J Neurosurg. 2017 Dec;127(6):1242-1248. doi: 10.3171/2016.10.JNS161936. Epub 2017 Feb 10.
OBJECTIVE Resection of skull base tumors is challenging. The introduction of alternative treatment options, such as radiotherapy, has sparked discussion regarding outcome in terms of quality of life and neuropsychological deficits. So far, however, no prospective data are available on this topic. METHODS A total of 58 patients with skull base meningiomas who underwent surgery for the first time were enrolled in this prospective single-center trial. The average age of the patients was 56.4 ± 12.5 years. Seventy-nine percent of the tumors were located within the anterior skull base. Neurological examinations and neuropsychological testing were performed at 3 time points: 1 day prior to surgery (T1), 3-5 months after surgery (T2), and 9-12 months after surgery (T3). The average follow-up duration was 13.8 months. Neuropsychological assessment consisted of quality of life, depression and anxiety, verbal learning and memory, cognitive speed, attention and concentration, figural memory, and visual-motor speed. RESULTS Following surgery, 23% of patients showed transient neurological deficits and 12% showed permanent new neurological deficits with varying grades of manifestation. Postoperative quality of life, however, remained stable and was slightly improved at follow-up examinations at T3 (60.6 ± 21.5 vs 63.6 ± 24.1 points), and there was no observed effect on anxiety and depression. Long-term verbal memory, working memory, and executive functioning were slightly affected within the first months following surgery and appeared to be the most vulnerable to impairment by the tumor or the resection but were stable or improved in the majority of patients at long-term follow-up examinations after 1 year. CONCLUSIONS This report describes the first prospective study of neuropsychological outcomes following resection of skull base meningiomas and, as such, contributes to a better understanding of postoperative impairment in these patients. Despite deterioration in a minority of patients on subscales of the measures used, the majority demonstrated stable or improved outcome at follow-up assessments.
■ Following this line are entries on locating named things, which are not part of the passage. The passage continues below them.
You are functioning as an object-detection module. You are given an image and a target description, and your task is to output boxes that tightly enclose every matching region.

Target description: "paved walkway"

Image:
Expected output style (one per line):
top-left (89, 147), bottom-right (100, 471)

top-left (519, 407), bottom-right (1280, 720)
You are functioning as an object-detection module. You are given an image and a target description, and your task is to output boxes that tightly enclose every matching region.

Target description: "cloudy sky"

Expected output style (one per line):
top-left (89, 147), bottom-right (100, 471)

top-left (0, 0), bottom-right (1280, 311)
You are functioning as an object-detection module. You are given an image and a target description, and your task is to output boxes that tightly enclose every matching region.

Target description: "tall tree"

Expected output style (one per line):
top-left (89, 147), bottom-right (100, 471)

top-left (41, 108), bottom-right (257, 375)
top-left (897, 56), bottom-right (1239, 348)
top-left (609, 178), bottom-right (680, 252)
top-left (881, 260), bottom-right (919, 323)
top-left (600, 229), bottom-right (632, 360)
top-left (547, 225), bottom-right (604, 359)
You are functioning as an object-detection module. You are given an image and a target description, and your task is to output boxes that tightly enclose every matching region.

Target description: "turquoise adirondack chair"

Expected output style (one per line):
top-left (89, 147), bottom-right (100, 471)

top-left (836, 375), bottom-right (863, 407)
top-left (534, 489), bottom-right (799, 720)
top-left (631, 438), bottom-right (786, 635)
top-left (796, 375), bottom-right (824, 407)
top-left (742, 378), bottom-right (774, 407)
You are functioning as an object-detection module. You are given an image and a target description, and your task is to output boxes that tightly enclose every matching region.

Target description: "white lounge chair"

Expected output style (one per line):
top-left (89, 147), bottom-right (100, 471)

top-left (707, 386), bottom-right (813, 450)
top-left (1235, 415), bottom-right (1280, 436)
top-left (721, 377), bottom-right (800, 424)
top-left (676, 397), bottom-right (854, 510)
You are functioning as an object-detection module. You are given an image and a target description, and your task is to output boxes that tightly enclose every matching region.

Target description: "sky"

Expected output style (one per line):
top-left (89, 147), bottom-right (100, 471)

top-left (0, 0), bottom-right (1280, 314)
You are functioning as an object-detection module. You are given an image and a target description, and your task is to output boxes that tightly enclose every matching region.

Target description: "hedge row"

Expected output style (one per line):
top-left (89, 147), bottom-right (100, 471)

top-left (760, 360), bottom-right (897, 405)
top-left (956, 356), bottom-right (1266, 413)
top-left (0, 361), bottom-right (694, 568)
颅底肿瘤的切除极具挑战性。随着替代治疗方案(如放疗)的引入,人们开始讨论生活质量和神经心理学缺陷方面的治疗效果。然而,目前在这个主题上尚无前瞻性数据。
本前瞻性单中心试验纳入了 58 例首次接受手术治疗的颅底脑膜瘤患者。患者的平均年龄为 56.4±12.5 岁。79%的肿瘤位于前颅底。在三个时间点进行了神经学检查和神经心理学测试:手术前 1 天(T1)、手术后 3-5 个月(T2)和手术后 9-12 个月(T3)。平均随访时间为 13.8 个月。神经心理学评估包括生活质量、抑郁和焦虑、言语学习和记忆、认知速度、注意力和集中力、图形记忆和视动速度。
手术后,23%的患者出现短暂性神经功能缺损,12%的患者出现新的永久性神经功能缺损,表现程度不一。然而,术后生活质量保持稳定,在 T3 随访检查时略有改善(60.6±21.5 分比 63.6±24.1 分),且焦虑和抑郁未见明显影响。术后最初几个月,长期言语记忆、工作记忆和执行功能受到轻微影响,这些功能似乎最容易受到肿瘤或切除的损害,但在 1 年后的长期随访检查中,大多数患者的这些功能稳定或改善。
本报告描述了首例颅底脑膜瘤切除术后神经心理学结果的前瞻性研究,有助于更好地了解这些患者术后的受损情况。尽管少数患者在使用的测量量表的子量表上出现恶化,但大多数患者在随访评估中表现出稳定或改善的结果。